Objectives: Problem gamblers in treatment are known to be at high risk for suicidality, but few studies have examined if this is evident in community samples. Evidence is mixed on the extent to which an association between problem gambling and suicidality may be explained by psychiatric comorbidity. We tested whether they are associated after adjustment for co-occurring mental disorders and other factors. Study design: Secondary analysis of the Adult Psychiatric Morbidity Survey 2007, a cross-sectional national probability sample survey of 7403 adults living in households in England. Methods: Rates of suicidality in problem gamblers and the rest of the population were compared.
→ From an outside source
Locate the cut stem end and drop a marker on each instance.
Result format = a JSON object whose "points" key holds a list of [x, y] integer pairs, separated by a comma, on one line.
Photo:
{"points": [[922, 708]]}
A series of logistic regression models assessed the impact of adjustment on the relationship between problem gambling and suicidality. Results: Past year suicidality was reported in 19.2% of problem gamblers, compared with 4.4% in the rest of the population. Their unadjusted odds ratios (OR) of suicidality were 5.3 times higher. Odds attenuated but remained significant when depression and anxiety disorders, substance dependences, attentiondeficit/hyperactivity disorder, and other factors were accounted for (adjusted OR = 2.9, 95% confidence interval = 1. 1, 8.1 P = 0.023). Conclusions: Problem gamblers are a high-risk group for suicidality. This should be recognised in individual suicide prevention plans and local and national suicide prevention strategies. While some of this relationship is explained by other factors, a significant and substantial association between problem gambling and suicidality remains.